Negative case analysis is a process of analysing ‘cases’, or sets of data collected from a single participant, that do not match the patterns emerging from the rest of the data. Whenever an emerging explanation of a given phenomenon you are investigating does nto seem applicable to one, or a small number, of the participants, you should try to carry out a new line of analysis aimed at understanding the source of this discrepancy. Although you may be tempted to ignore these “cases” in fear of having to do extra work, it should become your habit to explore them in detail, as the strategy of negative case analysis, especially when combined with member checking, is a valuable way of reducing researcher bias.
Finally, the notion of keeping an audit trail refers to monitoring and keeping a record of all the research-related activities and data, including the raw interview and journal data, the audio-recordings, the researcher’s diary (see this post about recommended software for researcher’s diary) and the coding book.
If you adopt the above strategies skilfully, you are likely to minimize threats to validity of your study.
Don’t forget to look at the resources in the reference list, if you would like to read more on this topic!
Breakwell, G. M. (2000). Interviewing. In Breakwell, G.M., Hammond, S. & Fife-Shaw, C. (eds.) Research Methods in Psychology. 2nd Ed. London: Sage.
Buchbinder, E. (2011). Beyond Checking: Experiences of the Validation Interview. Qualitative Social Work, 10 (1), 106-122.
Carlson, J.A. (2010). Avoiding Traps in Member Checking. The Qualitative Report, 15 (5), 1102-1113.
Cohen, L., Manion, L., & Morrison, K. (2007). Research Methods in Education. 6th Ed. London: Routledge.

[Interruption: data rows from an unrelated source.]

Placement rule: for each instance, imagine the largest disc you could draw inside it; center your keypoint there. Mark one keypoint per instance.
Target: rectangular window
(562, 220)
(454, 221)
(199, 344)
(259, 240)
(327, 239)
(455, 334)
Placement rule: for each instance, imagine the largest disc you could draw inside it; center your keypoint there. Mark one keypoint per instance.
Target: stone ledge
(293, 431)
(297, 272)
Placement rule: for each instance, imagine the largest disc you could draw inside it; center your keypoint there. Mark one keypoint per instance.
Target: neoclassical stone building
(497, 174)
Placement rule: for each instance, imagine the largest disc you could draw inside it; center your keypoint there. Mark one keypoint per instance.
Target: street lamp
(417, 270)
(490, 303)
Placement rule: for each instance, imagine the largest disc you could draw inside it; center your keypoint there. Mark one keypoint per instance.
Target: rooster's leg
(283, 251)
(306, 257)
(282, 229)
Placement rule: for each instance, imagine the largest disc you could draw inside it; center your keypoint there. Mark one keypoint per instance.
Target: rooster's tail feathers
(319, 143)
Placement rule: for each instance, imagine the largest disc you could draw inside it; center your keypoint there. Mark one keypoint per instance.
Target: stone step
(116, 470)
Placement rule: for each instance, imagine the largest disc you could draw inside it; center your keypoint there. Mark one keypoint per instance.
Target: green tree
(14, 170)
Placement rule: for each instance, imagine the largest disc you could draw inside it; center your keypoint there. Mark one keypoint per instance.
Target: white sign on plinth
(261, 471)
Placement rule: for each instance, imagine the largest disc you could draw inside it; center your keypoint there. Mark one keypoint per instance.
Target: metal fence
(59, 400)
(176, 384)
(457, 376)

Curtin, M., & Fossey, E. (2007). Appraising the trustworthiness of qualitative studies:
Guidelines for occupational therapists. Australian Occupational Therapy Journal,
Lincoln, Y. S. & Guba, E. G. (1985). Naturalistic Inquiry. Newbury Park, CA: SAGE.
Robson, C. (2002). Real world research: a resource for social scientists and practitioner-researchers. Oxford, UK: Blackwell Publishers.
Silverman, D. (1993) Interpreting Qualitative Data. London: Sage.